UWAGA!
[X]lub zarejestruj konto na portElu.
Codziennie odwiedzam oficjalną stronę Elbląga i za każdym razem irytuje mnie bezsensowna wymiana nieistotnym argumentów, tak jak w tym przypadku. Co mają do cholery dresy do promocji miasta! Rozumiem, że jest to przesmiewcze, ale potem okazuje się, że większosć formułowanych opinii jest na ten temat. Oczywiscie dres to jedynie przykład. Pozwólmy sobie na tresciwą i merytoryczną wymianę informacji (w końcu to nie hide park)! Niewątpliwie Elblągowi brak znaku rozpoznawczego, np. hasła jednoznacznie kojarzącego się z miastem. Promocja miasta przy wykorzystaniu jego dokonań na niwie ochrony srodowiska jest jak najbardziej na miejscu. To już dawno powinno się stać mottem miasta. Druga rzecz, którą warto wykorzystać, to ta, o której już z resztą wspomniano, a mianowicie: Truso i Hanza. Można także Elbląg promować jako miasto zieleni (ale tutaj jest już dużo "uzurpatorów" np. Wrocław, Piła). Jest mnóstwo możliwosci, trzeba tylko chcieć (także pochylnie i Jezioro Drużno, które są niedaleko Elbląga). Pomysł ze znaczkiem, tak prosty, wręcz banalny, a jakże przydatny i dla niektórych (szczególnie nie-elblążan) być może intrygujący. To mógłby być dobry początek.
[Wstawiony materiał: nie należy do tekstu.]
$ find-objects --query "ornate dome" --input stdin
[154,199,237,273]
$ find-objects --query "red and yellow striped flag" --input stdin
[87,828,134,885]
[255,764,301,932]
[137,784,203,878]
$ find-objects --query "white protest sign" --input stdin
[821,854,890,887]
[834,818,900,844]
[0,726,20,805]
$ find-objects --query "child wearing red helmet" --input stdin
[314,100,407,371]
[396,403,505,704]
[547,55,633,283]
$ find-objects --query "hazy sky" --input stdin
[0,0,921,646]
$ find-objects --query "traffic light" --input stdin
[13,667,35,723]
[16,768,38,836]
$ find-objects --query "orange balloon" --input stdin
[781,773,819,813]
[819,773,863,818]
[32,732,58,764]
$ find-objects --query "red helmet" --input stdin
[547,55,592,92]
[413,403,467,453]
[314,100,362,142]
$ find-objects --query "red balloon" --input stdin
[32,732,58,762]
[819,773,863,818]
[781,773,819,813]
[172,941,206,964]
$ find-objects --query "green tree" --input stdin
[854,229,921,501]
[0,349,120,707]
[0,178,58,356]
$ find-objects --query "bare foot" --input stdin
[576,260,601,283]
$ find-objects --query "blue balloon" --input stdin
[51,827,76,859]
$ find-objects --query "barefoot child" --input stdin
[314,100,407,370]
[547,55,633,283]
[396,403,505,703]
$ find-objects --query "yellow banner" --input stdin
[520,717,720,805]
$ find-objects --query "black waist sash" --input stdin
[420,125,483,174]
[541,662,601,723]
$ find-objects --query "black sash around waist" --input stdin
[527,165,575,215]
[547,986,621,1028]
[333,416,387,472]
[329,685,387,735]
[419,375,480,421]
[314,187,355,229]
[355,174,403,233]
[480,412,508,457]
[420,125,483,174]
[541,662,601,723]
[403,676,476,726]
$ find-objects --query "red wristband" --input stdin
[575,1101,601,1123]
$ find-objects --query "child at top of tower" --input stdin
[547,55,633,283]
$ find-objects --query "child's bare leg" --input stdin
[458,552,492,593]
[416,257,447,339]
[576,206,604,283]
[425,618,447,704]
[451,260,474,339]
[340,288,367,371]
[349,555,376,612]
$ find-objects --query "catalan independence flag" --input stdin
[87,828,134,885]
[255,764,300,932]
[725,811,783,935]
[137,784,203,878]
Przede wszystkim jednak na stronie portElu powinna pojawić się wersja: anglo-, niemiecko-, francusko-, a także rosyjsko języczna, tak żeby ludzie z zaprzyjaźnionych miast mogli wiedzieć cos o Elblągu. Wrócę jeszcze na chwilę do dresów - musicie wiedzieć, że Elbląg na tle miast podobnej wielkosci, a także większych naprawdę bryluje jesli chodzi o rozwój sportu lokalnego (nie mówię o zawodowym, ani o tym gdzie niezbędne są duże pieniądze), a Elbląski Szkolny Związek Sportowy jest wzorem na tle tych, które jeszcze pozostały w Polsce.